Part 1: Rate Limiting
What Rate Limiting Does
Rate limiting sets a maximum number of requests a client can make within a defined time window. Think of it like a highway tollbooth — only a fixed number of cars can pass per minute. When the limit is reached, additional requests are held back or rejected until the window resets.
WITHOUT RATE LIMITING:
Normal user: GET /search 10x per minute → Server handles fine
Attacker: GET /search 50,000x per minute → Server crashes
Effect on normal users during an attack:
Error: 503 Service Unavailable (server overwhelmed)
WITH RATE LIMITING:
Normal user: GET /search 10x per minute → ✓ All served
Attacker: GET /search attempt 50,000x → After limit hit:
429 Too Many Requests
Server: Calm. Normal users unaffected.
Rate Limiting Algorithms
Algorithm 1: Fixed Window
Window: 60 seconds | Limit: 100 requests Time 0:00 ──────────────────────────── Time 1:00 Requests: 1, 2, 3, ... 100 → 101st blocked (429) Time 1:00: Counter resets to 0 Requests: 1, 2, 3, ... Problem with Fixed Window: 59:50 → 100 requests (all allowed, limit reached) 1:00:10 → 100 more requests (window reset, all allowed) Result: 200 requests in a 20-second burst at the window boundary! Simple to implement. Not great at preventing bursts.

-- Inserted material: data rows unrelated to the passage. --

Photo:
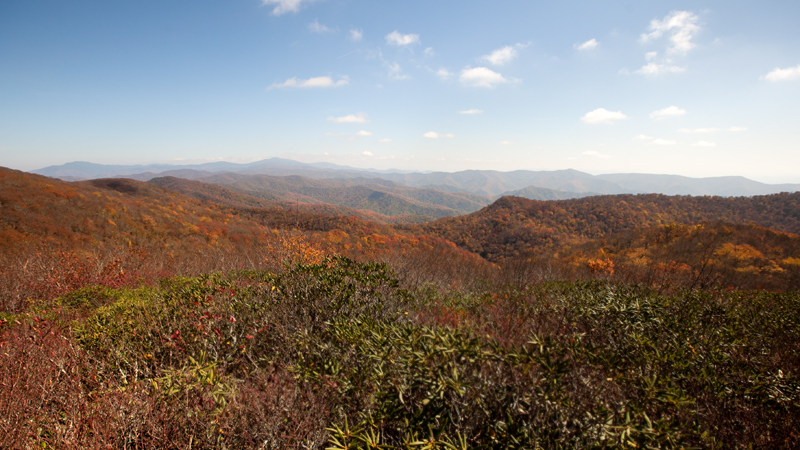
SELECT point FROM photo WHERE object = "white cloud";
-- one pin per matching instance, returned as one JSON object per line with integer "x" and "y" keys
{"x": 444, "y": 74}
{"x": 395, "y": 38}
{"x": 663, "y": 142}
{"x": 596, "y": 154}
{"x": 588, "y": 45}
{"x": 435, "y": 135}
{"x": 350, "y": 118}
{"x": 284, "y": 6}
{"x": 356, "y": 35}
{"x": 681, "y": 26}
{"x": 395, "y": 71}
{"x": 315, "y": 82}
{"x": 481, "y": 77}
{"x": 699, "y": 130}
{"x": 602, "y": 115}
{"x": 672, "y": 111}
{"x": 657, "y": 69}
{"x": 316, "y": 27}
{"x": 501, "y": 55}
{"x": 710, "y": 130}
{"x": 788, "y": 74}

Algorithm 2: Sliding Window
Window: 60 seconds | Limit: 100 requests (counts requests in the rolling last 60 seconds, not fixed intervals) At 10:30:45, system counts requests from 10:29:45 onward. At 10:30:46, system counts requests from 10:29:46 onward. The window slides forward continuously. No boundary burst problem. More accurate. Slightly more expensive to compute. Best choice for most APIs.
Algorithm 3: Token Bucket
CONCEPT:
A bucket holds tokens (max: 100 tokens).
Tokens refill at a rate of 10/second.
Each request consumes 1 token.
If bucket is empty → request rejected.
Bucket State Over Time:
Time 0: [100 tokens] ← fully refilled
10 requests arrive: [90 tokens]
1 second passes: [100 tokens] ← refilled (capped at max)
100 requests burst: [0 tokens]
101st request: REJECTED (429)
10 seconds pass: [100 tokens] ← refilled
ADVANTAGE: Allows short bursts of traffic naturally.
Clients can "save up" tokens for busy periods.
USE CASE: APIs where occasional traffic spikes are legitimate.
Algorithm 4: Leaky Bucket
CONCEPT:
Requests enter the bucket from the top (any rate).
Requests leave the bucket (processed) at a fixed rate.
Bucket overflows (requests rejected) when full.
[Client sends] ─────────────────────────────────
100 req/sec → │ BUCKET (capacity: 50) │
│ │
│ ← 10 req/sec processed → │
└───────────────────────────────┘
Overflow (>50 queued) → 429 rejected
ADVANTAGE: Smooths out traffic spikes. No bursts reach the server.
USE CASE: Background processing queues. Payment processors.
What to Rate Limit
RATE LIMIT BY:
IP Address → Default. Catches anonymous abuse.
Drawback: Shared IPs (offices, NAT) affect multiple users.
User/API Key → More precise. Authenticated users get individual quotas.
One user's abuse doesn't affect others.
Endpoint → Different limits per route based on cost and sensitivity.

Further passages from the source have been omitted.